More setup than Ollama, but you get granular control over quantization, context size, batch size, and other parameters.
Recommended Models (2026)
Model selection is the confusing part, so here's a breakdown by use case.
Code assistance — Qwen 3.5 reshuffled the landscape when it dropped in early 2026. The lineup ranges from tiny (0.8B, 2B, 4B, 9B) through mid-size (27B, 35B-A3B, 122B-A10B) to flagship (397B-A17B). The 9B model punches well above its weight, competing with significantly larger models. The 35B-A3B variant (3B active parameters) outperforms the previous-gen Qwen 3 235B-A22B in efficiency. For code completion, 4B or 9B is enough. Complex code generation benefits from the 27B model.
General chat and summarization — Qwen 3.5 performs well as a general-purpose model too. Llama 4 is another solid option — ollama run llama4:scout gets you going quickly. Qwen 3.5 supports 201 languages and has built-in tool calling, which makes it viable for agent workflows.
Multilingual needs — Qwen 3.5's 201-language coverage handles most languages well. For specialized language needs, look for fine-tuned variants on Hugging Face.
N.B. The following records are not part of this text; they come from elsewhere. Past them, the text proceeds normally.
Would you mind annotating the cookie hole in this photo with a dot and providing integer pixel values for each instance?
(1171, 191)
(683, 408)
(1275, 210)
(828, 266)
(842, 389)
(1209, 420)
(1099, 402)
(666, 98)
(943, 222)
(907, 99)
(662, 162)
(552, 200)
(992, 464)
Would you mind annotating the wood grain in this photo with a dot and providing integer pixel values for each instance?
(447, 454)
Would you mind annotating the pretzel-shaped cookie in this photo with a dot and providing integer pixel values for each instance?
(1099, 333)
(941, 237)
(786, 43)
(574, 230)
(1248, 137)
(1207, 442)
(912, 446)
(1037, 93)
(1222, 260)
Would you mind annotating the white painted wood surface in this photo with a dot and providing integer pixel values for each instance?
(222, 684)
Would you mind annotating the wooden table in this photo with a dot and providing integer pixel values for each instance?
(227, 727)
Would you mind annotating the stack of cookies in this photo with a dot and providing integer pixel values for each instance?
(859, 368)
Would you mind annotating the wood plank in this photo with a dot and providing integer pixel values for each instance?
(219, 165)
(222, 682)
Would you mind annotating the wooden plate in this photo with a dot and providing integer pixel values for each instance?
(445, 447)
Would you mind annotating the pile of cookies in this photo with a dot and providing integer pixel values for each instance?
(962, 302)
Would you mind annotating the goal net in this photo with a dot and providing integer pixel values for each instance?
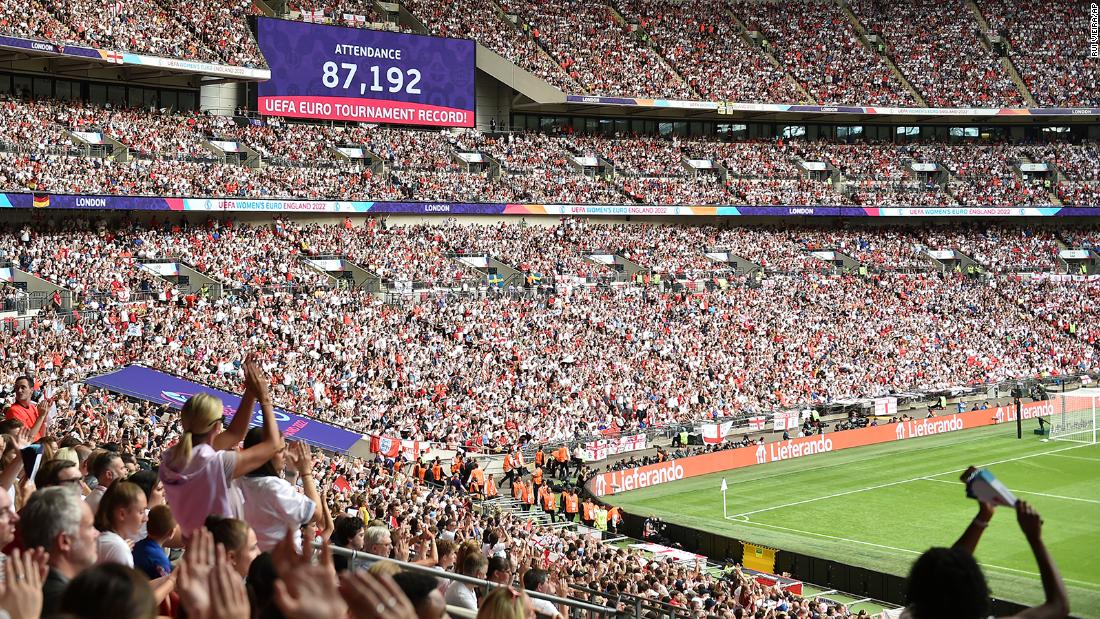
(1075, 416)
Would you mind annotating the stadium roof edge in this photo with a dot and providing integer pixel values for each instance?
(68, 58)
(732, 111)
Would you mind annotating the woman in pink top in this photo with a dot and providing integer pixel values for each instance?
(198, 472)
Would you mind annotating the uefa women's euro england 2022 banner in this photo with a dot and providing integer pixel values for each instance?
(349, 74)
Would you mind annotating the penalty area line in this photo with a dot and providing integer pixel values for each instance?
(1093, 501)
(889, 484)
(1085, 584)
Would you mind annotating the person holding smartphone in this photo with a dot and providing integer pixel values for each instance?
(949, 583)
(32, 415)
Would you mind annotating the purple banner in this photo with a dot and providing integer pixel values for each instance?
(43, 47)
(286, 206)
(162, 388)
(350, 74)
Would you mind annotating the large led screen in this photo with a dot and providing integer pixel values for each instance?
(349, 74)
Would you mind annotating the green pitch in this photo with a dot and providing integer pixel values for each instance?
(881, 506)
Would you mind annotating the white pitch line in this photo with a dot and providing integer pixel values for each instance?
(857, 490)
(1087, 584)
(1021, 492)
(1086, 459)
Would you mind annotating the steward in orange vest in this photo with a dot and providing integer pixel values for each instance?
(476, 481)
(546, 498)
(572, 506)
(589, 512)
(537, 478)
(437, 472)
(510, 471)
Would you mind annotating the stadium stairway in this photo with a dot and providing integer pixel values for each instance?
(1005, 59)
(639, 32)
(513, 21)
(768, 54)
(864, 36)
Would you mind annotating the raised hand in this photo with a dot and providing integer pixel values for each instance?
(305, 590)
(374, 597)
(228, 595)
(21, 587)
(256, 379)
(1030, 521)
(193, 583)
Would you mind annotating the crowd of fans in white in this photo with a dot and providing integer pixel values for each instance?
(1045, 48)
(937, 47)
(171, 155)
(216, 32)
(660, 47)
(482, 373)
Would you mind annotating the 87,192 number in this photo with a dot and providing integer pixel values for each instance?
(396, 79)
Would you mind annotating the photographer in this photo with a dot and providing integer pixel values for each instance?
(949, 583)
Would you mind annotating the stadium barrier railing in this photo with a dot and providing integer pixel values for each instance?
(363, 559)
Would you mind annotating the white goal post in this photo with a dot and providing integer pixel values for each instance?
(1075, 416)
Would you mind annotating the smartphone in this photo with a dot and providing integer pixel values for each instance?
(32, 457)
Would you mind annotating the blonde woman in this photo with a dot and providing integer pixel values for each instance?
(119, 517)
(506, 603)
(198, 472)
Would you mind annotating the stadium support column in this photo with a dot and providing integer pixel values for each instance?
(1020, 419)
(222, 98)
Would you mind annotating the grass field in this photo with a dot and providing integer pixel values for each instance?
(881, 506)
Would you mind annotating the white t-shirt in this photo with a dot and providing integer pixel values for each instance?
(113, 549)
(271, 506)
(545, 608)
(460, 595)
(94, 497)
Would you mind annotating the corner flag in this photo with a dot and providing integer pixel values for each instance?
(724, 487)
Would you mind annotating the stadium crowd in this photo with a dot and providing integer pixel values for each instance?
(704, 47)
(821, 48)
(658, 48)
(216, 32)
(172, 155)
(1052, 61)
(468, 374)
(937, 47)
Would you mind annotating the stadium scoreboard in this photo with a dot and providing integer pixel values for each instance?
(348, 74)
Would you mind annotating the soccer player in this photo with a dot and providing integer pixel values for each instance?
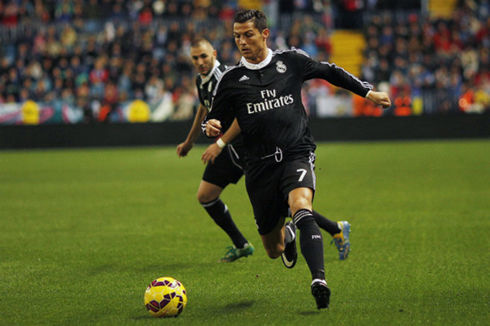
(263, 94)
(228, 168)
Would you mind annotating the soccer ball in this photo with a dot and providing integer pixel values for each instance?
(165, 297)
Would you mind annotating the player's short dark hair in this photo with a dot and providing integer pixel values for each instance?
(258, 17)
(199, 41)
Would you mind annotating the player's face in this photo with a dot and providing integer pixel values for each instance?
(203, 58)
(251, 43)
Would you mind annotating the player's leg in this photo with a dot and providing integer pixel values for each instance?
(338, 230)
(208, 195)
(311, 242)
(274, 240)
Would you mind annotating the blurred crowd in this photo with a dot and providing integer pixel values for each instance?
(99, 53)
(444, 63)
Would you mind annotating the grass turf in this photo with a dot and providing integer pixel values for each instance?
(83, 232)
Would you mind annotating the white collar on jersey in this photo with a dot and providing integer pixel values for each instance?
(205, 79)
(260, 65)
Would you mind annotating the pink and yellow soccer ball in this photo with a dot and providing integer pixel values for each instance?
(165, 297)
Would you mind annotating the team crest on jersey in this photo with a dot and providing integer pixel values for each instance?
(281, 67)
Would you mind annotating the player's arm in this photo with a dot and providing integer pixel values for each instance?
(184, 148)
(341, 78)
(213, 150)
(379, 98)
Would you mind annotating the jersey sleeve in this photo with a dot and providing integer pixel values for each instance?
(333, 74)
(220, 107)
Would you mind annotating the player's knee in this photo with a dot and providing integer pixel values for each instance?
(274, 251)
(204, 197)
(300, 203)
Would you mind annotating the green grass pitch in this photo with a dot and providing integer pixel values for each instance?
(83, 232)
For quantization level, Q4_K_M is the widely recommended balance between quality and file size. Q8 is higher quality but nearly doubles the size. Q2 degrades too much.
Practical Use Cases
Code Completion in VS Code
Install the Continue extension. It connects to Ollama models for inline completions. Configure the model in ~/.continue/config.json and you're set.
Local RAG
Build a system that answers questions using your own documents. The pipeline: convert docs to embeddings, store in a vector DB, retrieve relevant chunks on query, pass them as context to the LLM. All of this can run locally.
Team API Server
Set up Ollama on a machine with a good GPU and let the team hit it over the network. One GPU server serving an entire team is cost-effective.
Setting Realistic Expectations
Local LLMs aren't a replacement for top-tier commercial models. Compared to GPT-5 or Claude Opus 4.6, they lag in multi-step reasoning, instruction following, and long-context coherence. Creative writing and complex problem-solving still show a noticeable gap.
But for repetitive, structured tasks — code completion, log analysis, text classification, summarization — local models are genuinely practical. If API costs are a concern or you can't send data to external servers, they're worth serious consideration.
Try ollama run qwen3.5. Five minutes. That's all it takes to see if local inference fits your workflow. From there, dial in the model and configuration that works for you.